The main task of the State Committee on Controlling the Trafficking in Drugs and Psychotropic Substances is to fight against organised crime in the sphere of drug sale, believes the Committee Chairman Viktor Cherkesov.
It is senseless and of little effect to fight against petty sellers and drug addicts, said Cherkesov in the interview which he gave to Russian reporters after the end of his visit to Tajikistan.
"We have a good statistics with regard to checking crimes connected with drugs, but the drug business is expanding," he noted.
The general said that mercenary and corruption crime is growing in the sphere of drug trafficking.
"Earlier, we did not prevent this process, we were fighting against the cover, not against the mechanisms of drug trafficking," said Cherkesov.
In his opinion, it is necessary to pay "special attention to the economic basis of the drug business, to find out and search for the methods of influencing the foundations of the drug crime." Viktor Cherkesov reminded the reporters that according to the data of the United Nations, the annual amount of the world drug trafficking ranges between 300 and 600 billion dollars, and at some estimates it approaches one trillion dollars.
The head of the drug control committee explained that the work of the secret services is considered effective when they confiscate from seven to fifteen percent of the drugs. "Unfortunately, our work has not reached even seven percent," said Cherkesov.
The strategic task, according to him, is to find out transportation route of drugs in Russia.

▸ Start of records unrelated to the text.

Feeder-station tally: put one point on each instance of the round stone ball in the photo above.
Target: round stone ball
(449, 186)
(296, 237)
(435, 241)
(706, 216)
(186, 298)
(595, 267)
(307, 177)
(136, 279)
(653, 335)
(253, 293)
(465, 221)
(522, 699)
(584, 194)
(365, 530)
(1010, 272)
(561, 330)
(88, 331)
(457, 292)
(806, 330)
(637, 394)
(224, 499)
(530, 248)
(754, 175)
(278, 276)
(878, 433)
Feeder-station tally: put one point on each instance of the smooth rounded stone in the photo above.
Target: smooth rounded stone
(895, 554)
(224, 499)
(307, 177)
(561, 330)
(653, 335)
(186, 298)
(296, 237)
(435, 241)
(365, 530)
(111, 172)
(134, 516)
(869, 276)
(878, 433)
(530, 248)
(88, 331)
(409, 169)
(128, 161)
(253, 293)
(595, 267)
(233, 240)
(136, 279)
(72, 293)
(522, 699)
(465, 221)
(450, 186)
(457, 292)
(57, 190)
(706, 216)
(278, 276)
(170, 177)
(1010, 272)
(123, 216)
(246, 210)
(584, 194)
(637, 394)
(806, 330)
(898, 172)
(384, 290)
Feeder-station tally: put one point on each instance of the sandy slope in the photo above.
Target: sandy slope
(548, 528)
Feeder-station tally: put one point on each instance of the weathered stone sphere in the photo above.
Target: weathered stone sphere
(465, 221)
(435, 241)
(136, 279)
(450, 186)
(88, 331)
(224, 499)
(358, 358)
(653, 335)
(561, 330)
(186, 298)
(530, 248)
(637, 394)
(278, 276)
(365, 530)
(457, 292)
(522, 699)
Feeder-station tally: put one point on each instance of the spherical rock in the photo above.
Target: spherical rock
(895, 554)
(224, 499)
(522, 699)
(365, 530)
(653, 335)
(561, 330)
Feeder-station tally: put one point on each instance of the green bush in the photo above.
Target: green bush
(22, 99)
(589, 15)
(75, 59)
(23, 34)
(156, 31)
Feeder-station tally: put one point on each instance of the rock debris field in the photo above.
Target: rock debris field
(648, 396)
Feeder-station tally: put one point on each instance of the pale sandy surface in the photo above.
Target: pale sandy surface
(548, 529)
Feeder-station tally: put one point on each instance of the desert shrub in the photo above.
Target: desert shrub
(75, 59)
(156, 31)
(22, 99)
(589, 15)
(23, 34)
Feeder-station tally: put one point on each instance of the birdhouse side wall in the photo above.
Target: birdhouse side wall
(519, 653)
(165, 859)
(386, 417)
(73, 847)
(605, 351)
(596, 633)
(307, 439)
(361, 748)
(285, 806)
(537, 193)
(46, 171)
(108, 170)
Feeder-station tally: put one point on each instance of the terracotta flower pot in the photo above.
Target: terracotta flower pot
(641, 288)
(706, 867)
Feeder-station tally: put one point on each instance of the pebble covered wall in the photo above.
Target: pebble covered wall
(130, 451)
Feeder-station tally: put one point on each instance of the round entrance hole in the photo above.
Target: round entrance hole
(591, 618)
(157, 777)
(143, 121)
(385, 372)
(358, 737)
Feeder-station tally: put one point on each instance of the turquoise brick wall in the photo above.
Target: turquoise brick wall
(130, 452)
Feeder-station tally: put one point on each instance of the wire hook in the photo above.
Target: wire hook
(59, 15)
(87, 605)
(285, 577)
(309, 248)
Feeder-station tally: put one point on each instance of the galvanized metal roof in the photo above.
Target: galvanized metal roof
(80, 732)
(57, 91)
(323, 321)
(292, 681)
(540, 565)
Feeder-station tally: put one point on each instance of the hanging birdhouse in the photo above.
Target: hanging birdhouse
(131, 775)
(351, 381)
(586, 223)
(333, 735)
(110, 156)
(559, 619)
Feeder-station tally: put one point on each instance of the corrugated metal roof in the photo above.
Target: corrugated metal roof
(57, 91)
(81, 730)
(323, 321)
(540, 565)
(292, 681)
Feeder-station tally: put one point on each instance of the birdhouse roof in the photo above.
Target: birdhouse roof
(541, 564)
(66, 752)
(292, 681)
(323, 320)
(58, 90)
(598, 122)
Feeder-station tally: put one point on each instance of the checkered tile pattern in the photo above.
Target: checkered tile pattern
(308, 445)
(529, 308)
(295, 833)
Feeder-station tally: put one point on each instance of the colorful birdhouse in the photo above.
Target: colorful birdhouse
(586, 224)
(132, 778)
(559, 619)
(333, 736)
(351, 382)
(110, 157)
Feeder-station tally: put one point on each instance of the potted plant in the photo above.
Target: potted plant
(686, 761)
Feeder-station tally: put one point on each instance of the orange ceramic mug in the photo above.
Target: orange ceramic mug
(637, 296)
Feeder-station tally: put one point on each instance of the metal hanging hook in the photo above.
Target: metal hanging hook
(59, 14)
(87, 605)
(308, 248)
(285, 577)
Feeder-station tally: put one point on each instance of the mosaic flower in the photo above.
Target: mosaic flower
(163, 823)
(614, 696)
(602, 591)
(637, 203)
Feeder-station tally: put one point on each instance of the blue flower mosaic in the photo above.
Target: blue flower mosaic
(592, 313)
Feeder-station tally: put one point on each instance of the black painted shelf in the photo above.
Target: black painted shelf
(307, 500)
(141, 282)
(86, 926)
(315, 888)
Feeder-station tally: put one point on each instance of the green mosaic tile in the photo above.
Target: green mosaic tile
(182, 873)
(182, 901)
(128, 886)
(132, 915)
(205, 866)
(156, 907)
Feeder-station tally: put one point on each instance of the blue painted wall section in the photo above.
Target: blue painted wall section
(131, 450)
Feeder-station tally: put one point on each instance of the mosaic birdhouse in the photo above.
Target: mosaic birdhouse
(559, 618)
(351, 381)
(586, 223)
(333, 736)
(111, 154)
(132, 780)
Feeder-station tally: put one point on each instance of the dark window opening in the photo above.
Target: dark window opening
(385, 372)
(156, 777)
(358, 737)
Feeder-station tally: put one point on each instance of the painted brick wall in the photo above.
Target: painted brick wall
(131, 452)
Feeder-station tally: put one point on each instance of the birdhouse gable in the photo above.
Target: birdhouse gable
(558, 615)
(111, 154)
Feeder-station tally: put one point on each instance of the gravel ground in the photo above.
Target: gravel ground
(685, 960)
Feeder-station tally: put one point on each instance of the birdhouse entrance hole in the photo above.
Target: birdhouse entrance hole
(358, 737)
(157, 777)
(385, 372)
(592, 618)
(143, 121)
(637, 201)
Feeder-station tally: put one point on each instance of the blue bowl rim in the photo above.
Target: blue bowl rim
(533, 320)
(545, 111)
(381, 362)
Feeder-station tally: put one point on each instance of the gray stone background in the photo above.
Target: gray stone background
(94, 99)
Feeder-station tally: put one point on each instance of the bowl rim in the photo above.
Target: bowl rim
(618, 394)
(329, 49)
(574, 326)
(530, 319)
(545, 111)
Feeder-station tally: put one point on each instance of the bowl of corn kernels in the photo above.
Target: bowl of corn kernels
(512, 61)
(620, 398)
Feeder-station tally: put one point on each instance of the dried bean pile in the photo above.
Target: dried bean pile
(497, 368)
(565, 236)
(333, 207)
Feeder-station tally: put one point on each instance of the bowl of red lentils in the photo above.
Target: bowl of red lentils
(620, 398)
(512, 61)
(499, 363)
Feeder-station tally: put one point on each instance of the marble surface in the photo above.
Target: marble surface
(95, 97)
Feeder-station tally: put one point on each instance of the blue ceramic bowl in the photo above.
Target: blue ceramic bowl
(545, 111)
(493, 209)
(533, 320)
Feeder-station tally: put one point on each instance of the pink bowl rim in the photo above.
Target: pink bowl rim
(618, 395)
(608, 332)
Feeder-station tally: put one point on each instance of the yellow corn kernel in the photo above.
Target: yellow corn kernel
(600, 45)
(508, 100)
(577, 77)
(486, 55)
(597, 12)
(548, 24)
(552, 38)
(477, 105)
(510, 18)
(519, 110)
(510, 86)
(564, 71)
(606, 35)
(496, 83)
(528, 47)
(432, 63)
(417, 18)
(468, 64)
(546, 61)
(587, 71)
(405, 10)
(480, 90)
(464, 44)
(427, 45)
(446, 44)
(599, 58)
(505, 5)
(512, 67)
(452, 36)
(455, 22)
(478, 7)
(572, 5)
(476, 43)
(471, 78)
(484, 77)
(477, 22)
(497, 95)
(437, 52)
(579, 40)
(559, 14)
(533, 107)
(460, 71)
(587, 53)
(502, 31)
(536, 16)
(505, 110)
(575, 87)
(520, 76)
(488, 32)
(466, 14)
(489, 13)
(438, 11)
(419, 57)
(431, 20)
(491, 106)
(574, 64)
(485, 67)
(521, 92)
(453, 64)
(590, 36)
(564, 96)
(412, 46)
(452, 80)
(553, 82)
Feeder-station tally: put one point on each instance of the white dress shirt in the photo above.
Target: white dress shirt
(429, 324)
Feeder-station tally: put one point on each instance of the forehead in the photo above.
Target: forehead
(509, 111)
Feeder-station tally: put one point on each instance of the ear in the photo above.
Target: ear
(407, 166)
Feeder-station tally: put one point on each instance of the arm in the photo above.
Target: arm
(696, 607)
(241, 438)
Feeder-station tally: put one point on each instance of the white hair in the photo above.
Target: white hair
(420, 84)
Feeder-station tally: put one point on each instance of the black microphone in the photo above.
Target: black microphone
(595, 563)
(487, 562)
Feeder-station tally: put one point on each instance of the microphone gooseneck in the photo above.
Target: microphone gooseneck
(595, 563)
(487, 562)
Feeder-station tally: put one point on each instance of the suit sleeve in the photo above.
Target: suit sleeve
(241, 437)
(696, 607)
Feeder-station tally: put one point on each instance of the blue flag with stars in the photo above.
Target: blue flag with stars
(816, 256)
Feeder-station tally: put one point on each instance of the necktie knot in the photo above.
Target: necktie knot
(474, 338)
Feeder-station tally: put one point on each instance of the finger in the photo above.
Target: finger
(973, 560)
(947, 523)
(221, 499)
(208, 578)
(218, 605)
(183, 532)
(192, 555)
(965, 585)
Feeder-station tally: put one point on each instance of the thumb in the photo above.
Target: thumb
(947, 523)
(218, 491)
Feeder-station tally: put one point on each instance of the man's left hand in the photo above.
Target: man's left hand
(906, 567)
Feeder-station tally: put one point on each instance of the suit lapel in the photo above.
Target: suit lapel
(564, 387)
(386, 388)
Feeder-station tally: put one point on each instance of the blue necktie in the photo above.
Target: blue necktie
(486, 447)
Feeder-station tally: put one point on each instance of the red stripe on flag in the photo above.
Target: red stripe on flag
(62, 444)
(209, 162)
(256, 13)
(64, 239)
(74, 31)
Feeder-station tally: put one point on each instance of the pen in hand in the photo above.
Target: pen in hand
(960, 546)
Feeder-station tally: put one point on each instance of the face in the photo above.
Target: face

"Even if we narrow these channels, we shall make the criminals change their routes, but this measure calls for new outlays and time which considerably weaken the drug business. Apart from that, according to him, it is necessary to find out the financial schemes under which the drug money is being turned into securities, hard currency and real estate." "In Russia, the cases of finding out these financial schemes for laundering drug money are yet very rare," underscored Cherkesov. In the middle of the '90s it was the Sharhan Bank through which money, received from the sale of drugs, was laundered, said the head of the State Committee on Controlling the Trafficking in Drugs and Psychotropic Substances.